CN-121999889-A - Dynamic quantification method for interaction of polypeptide molecules and biological membrane
Abstract
The application discloses a dynamic quantification method for interaction of polypeptide molecules and biological membranes, which is applied to a post-treatment process of molecular dynamics simulation, and comprises the steps of preprocessing atomic-level motion track data obtained by molecular dynamics simulation, and then sampling by using a sliding window with fixed length; the method comprises the steps of carrying out feature extraction on atomic-level motion track data in each sliding window to obtain a total contact number signal, a unit lipid contact intensity signal, an insertion depth signal and an insertion intensity signal, carrying out feature fusion on multi-source signals to obtain feature vectors of the sliding windows, inputting the feature vectors of the sliding windows into a trained teacher-student model to output disturbance types and confidence scores of polypeptide molecules in the sliding windows on biological membranes, and outputting a final result in a weighted voting mode. The method can simultaneously characterize the low-frequency collective deformation and the medium-high frequency local event, and classify the predefined disturbance category.
Inventors
- HU CUIHUA
- JING RAN
- WANG YANG
- CHEN YUJUAN
- DONG LITONG
- WANG LU
- WANG ZUOBIN
- WANG YING
- TIAN LIGUO
- LIU LANJIAO
Assignees
- 长春理工大学
Dates
- Publication Date
- 20260508
- Application Date
- 20260119
Claims (8)
- 1. A method for dynamically quantifying interactions of a polypeptide molecule with a biological membrane, wherein the method is applied to a post-treatment process of molecular dynamics simulation, the method comprising: preprocessing atomic-level motion trail data obtained by molecular dynamics simulation to eliminate coordinate jump phenomenon caused by periodic boundary conditions, and then sampling by using a sliding window with fixed length; Extracting the characteristics of the atomic-level motion track data in each sliding window to obtain a total contact number signal of polypeptide atoms and lipid head group atoms, a unit lipid contact strength signal of each lipid type, an insertion depth signal and an insertion strength signal of a polypeptide molecule inserted into a lipid bilayer, and carrying out characteristic fusion on the multi-source signals to obtain characteristic vectors of each sliding window; and inputting the feature vectors of each sliding window into a trained teacher-student model to output the disturbance type and confidence score of the polypeptide molecules in each sliding window on the biological membrane, and outputting a final result in a weighted voting mode.

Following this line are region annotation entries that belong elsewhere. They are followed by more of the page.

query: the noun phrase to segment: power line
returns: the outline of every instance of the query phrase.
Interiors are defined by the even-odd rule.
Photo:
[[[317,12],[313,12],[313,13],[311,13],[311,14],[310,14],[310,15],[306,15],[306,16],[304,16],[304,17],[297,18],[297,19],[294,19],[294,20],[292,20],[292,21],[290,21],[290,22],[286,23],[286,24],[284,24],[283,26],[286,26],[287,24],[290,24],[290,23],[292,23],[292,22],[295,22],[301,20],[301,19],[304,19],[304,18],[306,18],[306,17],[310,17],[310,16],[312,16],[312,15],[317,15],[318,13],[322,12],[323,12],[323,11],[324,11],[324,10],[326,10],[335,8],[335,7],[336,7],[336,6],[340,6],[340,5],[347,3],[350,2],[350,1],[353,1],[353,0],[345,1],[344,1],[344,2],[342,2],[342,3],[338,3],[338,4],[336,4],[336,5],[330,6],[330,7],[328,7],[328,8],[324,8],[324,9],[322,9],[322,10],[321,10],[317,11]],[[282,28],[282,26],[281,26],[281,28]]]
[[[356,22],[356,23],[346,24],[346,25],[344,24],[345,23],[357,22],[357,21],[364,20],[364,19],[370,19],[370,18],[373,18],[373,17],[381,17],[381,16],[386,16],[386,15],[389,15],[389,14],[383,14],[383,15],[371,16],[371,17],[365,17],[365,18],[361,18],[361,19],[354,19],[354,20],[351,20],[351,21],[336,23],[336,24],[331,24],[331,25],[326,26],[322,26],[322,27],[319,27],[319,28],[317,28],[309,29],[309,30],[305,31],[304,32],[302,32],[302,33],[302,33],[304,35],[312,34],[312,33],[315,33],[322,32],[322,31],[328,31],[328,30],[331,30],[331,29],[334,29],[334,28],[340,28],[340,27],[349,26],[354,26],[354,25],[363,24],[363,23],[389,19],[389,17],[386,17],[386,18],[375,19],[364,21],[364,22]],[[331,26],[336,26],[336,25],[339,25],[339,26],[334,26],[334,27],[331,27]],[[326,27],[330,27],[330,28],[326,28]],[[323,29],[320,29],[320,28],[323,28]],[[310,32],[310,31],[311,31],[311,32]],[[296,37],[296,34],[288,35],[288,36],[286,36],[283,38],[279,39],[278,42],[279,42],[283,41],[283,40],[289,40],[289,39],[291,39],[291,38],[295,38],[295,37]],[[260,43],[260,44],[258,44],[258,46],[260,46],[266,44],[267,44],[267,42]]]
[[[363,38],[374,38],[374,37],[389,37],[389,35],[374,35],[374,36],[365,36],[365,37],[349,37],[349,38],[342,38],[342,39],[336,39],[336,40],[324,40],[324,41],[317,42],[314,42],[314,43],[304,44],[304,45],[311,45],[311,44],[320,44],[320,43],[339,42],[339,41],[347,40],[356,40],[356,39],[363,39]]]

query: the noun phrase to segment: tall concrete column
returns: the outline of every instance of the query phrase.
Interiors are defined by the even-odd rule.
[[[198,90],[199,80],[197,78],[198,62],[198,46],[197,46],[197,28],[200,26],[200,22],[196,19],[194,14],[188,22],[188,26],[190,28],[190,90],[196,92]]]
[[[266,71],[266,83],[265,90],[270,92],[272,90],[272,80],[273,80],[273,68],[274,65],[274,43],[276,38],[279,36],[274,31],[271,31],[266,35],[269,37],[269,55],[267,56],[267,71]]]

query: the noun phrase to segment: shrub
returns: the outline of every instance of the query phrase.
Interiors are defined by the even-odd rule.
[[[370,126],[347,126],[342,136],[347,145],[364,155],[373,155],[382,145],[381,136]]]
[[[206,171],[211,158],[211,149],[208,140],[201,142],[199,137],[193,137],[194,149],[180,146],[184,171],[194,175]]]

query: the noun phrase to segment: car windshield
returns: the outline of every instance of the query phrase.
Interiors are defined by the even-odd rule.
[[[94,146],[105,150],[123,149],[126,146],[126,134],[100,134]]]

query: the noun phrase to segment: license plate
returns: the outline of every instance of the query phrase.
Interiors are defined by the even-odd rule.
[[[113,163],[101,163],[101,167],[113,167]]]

- 2. The method of claim 1, wherein the preprocessing of atomic-scale motion trajectory data obtained for molecular dynamics simulation comprises: correcting and calculating the distance between any two atoms based on the minimum mirror image principle; or adopting an incremental unwrapping mode to carry out cross-half-box correction and accumulation on continuous frame coordinates so as to obtain a continuous track; or constructing a local coordinate system based on the biomembrane central plane or the local neighborhood, so that the calculation of the local geometric quantity is not interfered by the skip of the cross-boundary.
- 3. The method of claim 1, wherein the total number of contacts signal of polypeptide atoms and lipid head group atoms, the unit lipid contact strength signal of each lipid type is obtained by: Extracting a plurality of polypeptide atoms and lipid head group atoms in each time step in the sliding window, simultaneously obtaining the distance between each polypeptide atom and each lipid head group atom, judging whether the polypeptide atoms and the lipid head group atoms are contacted according to a preset contact threshold value, and counting the total contact number signals in the sliding window; Counting the polypeptide-lipid head group atom pairs with contact relation under each lipid type aiming at each time step to obtain the contact quantity of each lipid type, and calculating the contact proportion of each lipid type based on the quantity of the head group atoms under each lipid type; and normalizing the contact proportion of each lipid type based on the total number of contacts to obtain a unit lipid contact intensity signal of each lipid type in the sliding window.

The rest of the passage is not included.